Im Jahr 2006 untersuchte der selbsternannte Geologe Aly Abdullah Barakat aus Ägypten, der sich als Experte für Pyramiden ausgab, einige Blöcke in den Hügeln und verkündete auf den ersten Blick, dass es sich um Pyramiden handele. In einem geologischen Bericht vom 3. November 2007 bestritt Barakat, dass die Natur pyramidale Formen hervorbringt, und schlug vor, dass die heute zu sehende Hauptformation ein natürlicher Hügel gewesen sein könnte, der durch menschliche Bemühungen zu einer Pyramide geformt wurde. Er bezeichnete seine eigenen Ergebnisse als nicht schlüssig. Kurz darauf untersuchte der britische Archäologe Anthony Harding dieselben Blöcke und kam zu dem Schluss, dass sie keine Pyramiden darstellen.

Bei der Ausgrabung im Jahr 2006 wurden zerklüftete Konglomerat- und Sandsteinplatten freigelegt, die natürlich vorkommen. Nach einem Besuch vor Ort kam der amerikanische Geologe Robert Schoch zu dem Schluss, dass es sich um gewöhnliche natürliche geologische Formationen von geringem Interesse handelt. Er beschuldigte die Arbeiter, den Hang zu behauen, um Abdrücke von gestuften Seiten der so genannten „Mondpyramide“ zu erzeugen, und verwies auf Aussagen von Arbeitern vor Ort, dass die angeblichen antiken Inschriften an der Stätte frisch hergestellt wurden. Schochs Website dokumentiert den angeblichen Schaden, der durch Osmanagićs Ausgrabungen angerichtet wurde, und wirft Osmanagić eine „vorsätzliche Verleumdungskampagne“ vor.

Antworten des SoziologenEdit

Colin Woodard hat im Dezember 2009 im Smithsonian Magazine geschrieben, dass das Phänomen der „bosnischen Pyramiden“ eine gesellschaftliche Reaktion auf die weit verbreitete Zerstörung und die Schrecken des 1995 beendeten Bosnienkriegs sein könnte. Er stellt fest, dass führende bosnische Politiker, darunter ein Premierminister und zwei Präsidenten, und viele bosnische Nachrichtenagenturen diese Theorie begrüßt haben. Sie scheint einem großen und empfänglichen einheimischen Publikum mit der Vorstellung zu schmeicheln, dass ihr Heimatland einst der Sitz einer großen alten Zivilisation war, und verheißt so etwas wie eine strahlende wirtschaftliche Zukunft.
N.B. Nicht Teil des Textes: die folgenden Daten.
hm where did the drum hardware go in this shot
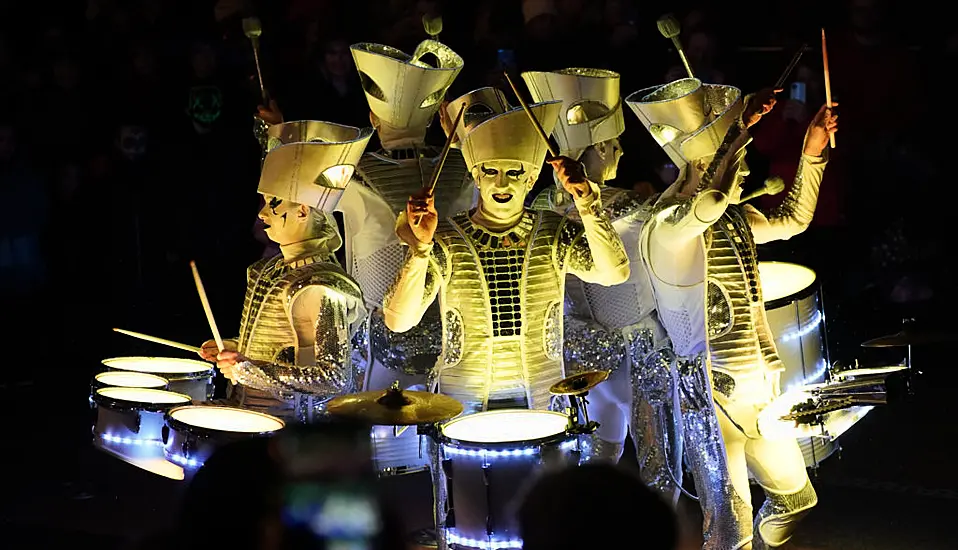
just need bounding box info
[549,370,609,435]
[326,381,464,425]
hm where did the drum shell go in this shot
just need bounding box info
[102,357,215,402]
[439,428,577,544]
[91,372,169,393]
[371,425,428,477]
[92,390,190,458]
[162,406,284,471]
[764,280,827,391]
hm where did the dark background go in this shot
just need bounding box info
[0,0,954,548]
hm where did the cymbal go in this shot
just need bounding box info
[325,385,463,426]
[550,370,610,396]
[861,327,955,347]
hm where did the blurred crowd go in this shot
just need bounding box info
[0,0,951,373]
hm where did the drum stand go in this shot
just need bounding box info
[566,392,599,435]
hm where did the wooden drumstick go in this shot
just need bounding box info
[243,17,268,103]
[821,28,836,149]
[113,328,202,353]
[190,261,224,352]
[503,72,559,158]
[414,103,466,226]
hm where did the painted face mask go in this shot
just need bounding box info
[186,85,223,127]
Umgekehrt stellt Woodard fest, dass diejenigen, die in Bosnien versucht haben, das Projekt als nationalistischen Schwindel zu entlarven, „niedergeschrien und als anti-bosnisch bezeichnet wurden“.
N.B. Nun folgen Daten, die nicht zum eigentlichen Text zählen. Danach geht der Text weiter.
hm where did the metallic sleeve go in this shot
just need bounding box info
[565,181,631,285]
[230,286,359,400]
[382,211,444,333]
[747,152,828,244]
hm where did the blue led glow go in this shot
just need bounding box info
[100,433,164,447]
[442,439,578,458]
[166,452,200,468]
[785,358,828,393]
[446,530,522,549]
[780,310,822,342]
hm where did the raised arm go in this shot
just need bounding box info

Der Archäologe Carl Fegan hat ebenfalls darauf hingewiesen, dass Osmanagić die bosnischen Nationalisten in einer Zeit anspricht, in der sie seit dem Krieg mit wirtschaftlichen und sozialen Schwierigkeiten zu kämpfen haben. Tausende von Menschen in der Region wurden im Krieg getötet, und „die Behörden schätzen, dass die Region Visoko durch die Zerstörung der Infrastruktur und der Fabriken einen Schaden von etwa 200 Millionen Dollar erlitten hat.“

Die Stadt Visoko mit ihren derzeit 11.000 Einwohnern hat viele Ladenbesitzer, die sich über Touristen freuen, die der lokalen und regionalen Wirtschaft zu Einnahmen verhelfen. Einige Bosnier, die sich freiwillig gemeldet haben, um auf der Baustelle zu graben oder anderweitig zu arbeiten, sind froh, dass sie etwas Positives zu tun haben.